En musique, Virgil Thomson mène la campagne pour une musique nationale en se servant de titres accrocheurs : « Le futur de la musique américaine : Pourquoi notre pays tarde à produire une école nationale de composition[50] » (1925c, 62) ou encore, le mois suivant, « Au coeur de la musique faite en Amérique : Pourquoi nous devrions jouer plus qu’un saxophone dans le concert des nations[51] » (1925d, 21). Pour sa part, Deems Taylor s’éloigne de l’admiration pour les Ballets russes et prône une production nationale (1929).
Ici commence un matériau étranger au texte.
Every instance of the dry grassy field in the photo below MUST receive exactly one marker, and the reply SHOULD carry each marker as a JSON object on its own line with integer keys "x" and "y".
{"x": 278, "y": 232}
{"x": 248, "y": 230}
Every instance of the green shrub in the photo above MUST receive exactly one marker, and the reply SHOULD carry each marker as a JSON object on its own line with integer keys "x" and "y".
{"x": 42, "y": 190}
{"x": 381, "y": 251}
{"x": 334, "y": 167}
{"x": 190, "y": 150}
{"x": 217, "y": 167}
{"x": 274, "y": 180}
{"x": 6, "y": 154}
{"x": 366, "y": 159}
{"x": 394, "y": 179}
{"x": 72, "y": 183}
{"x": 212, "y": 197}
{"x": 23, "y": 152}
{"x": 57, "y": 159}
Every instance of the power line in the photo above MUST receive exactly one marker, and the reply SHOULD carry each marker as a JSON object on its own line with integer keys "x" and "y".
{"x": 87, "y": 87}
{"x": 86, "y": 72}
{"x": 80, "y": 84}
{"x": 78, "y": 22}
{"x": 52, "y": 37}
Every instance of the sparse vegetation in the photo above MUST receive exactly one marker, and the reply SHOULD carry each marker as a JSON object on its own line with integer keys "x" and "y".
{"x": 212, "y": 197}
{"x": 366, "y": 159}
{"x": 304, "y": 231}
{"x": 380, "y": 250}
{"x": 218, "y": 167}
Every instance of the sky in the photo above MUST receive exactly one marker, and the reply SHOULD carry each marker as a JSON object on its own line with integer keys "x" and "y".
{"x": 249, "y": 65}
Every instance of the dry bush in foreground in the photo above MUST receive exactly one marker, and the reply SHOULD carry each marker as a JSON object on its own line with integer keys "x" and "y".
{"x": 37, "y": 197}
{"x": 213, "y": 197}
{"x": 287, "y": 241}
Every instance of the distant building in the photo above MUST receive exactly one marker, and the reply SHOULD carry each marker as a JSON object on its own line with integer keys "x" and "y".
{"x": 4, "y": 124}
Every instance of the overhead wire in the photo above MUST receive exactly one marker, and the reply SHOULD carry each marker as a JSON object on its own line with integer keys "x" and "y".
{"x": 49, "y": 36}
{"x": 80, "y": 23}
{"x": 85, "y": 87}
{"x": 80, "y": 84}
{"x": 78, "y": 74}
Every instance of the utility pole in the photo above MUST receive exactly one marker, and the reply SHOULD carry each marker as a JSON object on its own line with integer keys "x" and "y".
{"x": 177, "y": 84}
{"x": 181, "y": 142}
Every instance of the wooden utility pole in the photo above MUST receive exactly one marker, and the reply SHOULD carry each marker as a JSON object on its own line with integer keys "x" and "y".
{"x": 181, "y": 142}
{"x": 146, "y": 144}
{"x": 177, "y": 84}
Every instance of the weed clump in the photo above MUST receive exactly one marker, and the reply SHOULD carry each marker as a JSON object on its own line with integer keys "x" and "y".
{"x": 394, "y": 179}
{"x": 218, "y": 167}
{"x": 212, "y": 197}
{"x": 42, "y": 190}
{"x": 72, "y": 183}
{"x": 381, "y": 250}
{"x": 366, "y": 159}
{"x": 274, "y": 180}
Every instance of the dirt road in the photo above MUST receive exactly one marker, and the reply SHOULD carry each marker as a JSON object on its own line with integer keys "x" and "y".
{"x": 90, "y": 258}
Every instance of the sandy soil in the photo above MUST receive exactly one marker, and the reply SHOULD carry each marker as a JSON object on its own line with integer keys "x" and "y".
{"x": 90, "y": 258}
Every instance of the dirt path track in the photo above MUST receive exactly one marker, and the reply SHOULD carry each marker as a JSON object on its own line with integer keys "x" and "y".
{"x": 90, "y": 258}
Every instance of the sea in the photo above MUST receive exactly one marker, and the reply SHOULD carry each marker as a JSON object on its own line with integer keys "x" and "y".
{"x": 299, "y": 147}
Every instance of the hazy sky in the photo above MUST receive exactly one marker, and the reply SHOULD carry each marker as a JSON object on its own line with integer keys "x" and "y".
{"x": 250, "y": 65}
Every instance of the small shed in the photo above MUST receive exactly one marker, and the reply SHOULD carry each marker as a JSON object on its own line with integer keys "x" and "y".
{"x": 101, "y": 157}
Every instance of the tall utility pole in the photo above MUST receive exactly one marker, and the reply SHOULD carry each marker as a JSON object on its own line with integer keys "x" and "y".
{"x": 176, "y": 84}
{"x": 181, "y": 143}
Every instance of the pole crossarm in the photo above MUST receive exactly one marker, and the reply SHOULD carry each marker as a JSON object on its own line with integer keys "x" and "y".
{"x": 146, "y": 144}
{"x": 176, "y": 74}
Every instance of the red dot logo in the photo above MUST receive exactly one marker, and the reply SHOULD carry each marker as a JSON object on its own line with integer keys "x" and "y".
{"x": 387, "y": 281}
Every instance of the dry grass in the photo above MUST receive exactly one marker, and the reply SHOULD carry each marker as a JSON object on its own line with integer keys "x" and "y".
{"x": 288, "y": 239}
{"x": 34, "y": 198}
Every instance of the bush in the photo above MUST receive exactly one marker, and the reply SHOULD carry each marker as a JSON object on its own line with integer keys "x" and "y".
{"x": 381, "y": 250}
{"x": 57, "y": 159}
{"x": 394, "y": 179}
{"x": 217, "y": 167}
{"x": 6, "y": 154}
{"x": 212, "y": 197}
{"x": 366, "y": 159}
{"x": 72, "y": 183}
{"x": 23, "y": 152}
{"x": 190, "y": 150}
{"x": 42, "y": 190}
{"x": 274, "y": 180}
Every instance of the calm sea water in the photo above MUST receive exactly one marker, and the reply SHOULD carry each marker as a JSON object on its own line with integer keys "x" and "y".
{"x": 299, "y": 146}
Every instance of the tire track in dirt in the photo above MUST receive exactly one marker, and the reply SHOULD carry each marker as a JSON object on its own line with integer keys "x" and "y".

La musique proprement américaine, en l’occurrence George Antheil, Deems Taylor, John Alden Carpenter, sans compter les compositeurs de comédies musicales, sera alors de plus en plus présente dans VF à un point tel qu’au début des années 1930, on ne parle plus beaucoup de musique française. Cette évolution va de pair avec l’intensification de la vie musicale américaine : émergence des troupes de ballets américains et développement des orchestres symphoniques. Au titre donné par Chotzinoff à un de ces articles (« L’invasion de l’Amérique par de grands musiciens[52] »), la rédaction ajoute alors un sous-titre triomphant : « Nous nous retrouvons soudainement gardiens de la culture musicale mondiale[53] » (Chotzinoff 1925, 25).

Une manière tout à fait insidieuse de promouvoir l’art américain est exploitée par la firme de pianos Steinway à la fin des années 1920 : soutenue par le slogan de la marque — « Steinway : L’instrument des Immortels[54] » —, la publicité met également en valeur une oeuvre musicale américaine contemporaine peinte par un artiste américain contemporain[55]. Les tableaux de cette série intitulée « Steinway Collection » sont reproduits les uns après les autres dans les numéros de VF — moyen publicitaire efficace pour créer l’attente. Citons entre autres Rhapsody in Blue peint par Earl Horter (mars 1928) ; The King’s Henchman de Deems Taylor par Newell Convers Wyeth (aussi en mars 1928) et Through the Looking Glass, également de Taylor, par Frank McIntosch (nov. 1928) ; ou encore Colonial Song de Percy Grainger par Everett Henry (janv. 1929).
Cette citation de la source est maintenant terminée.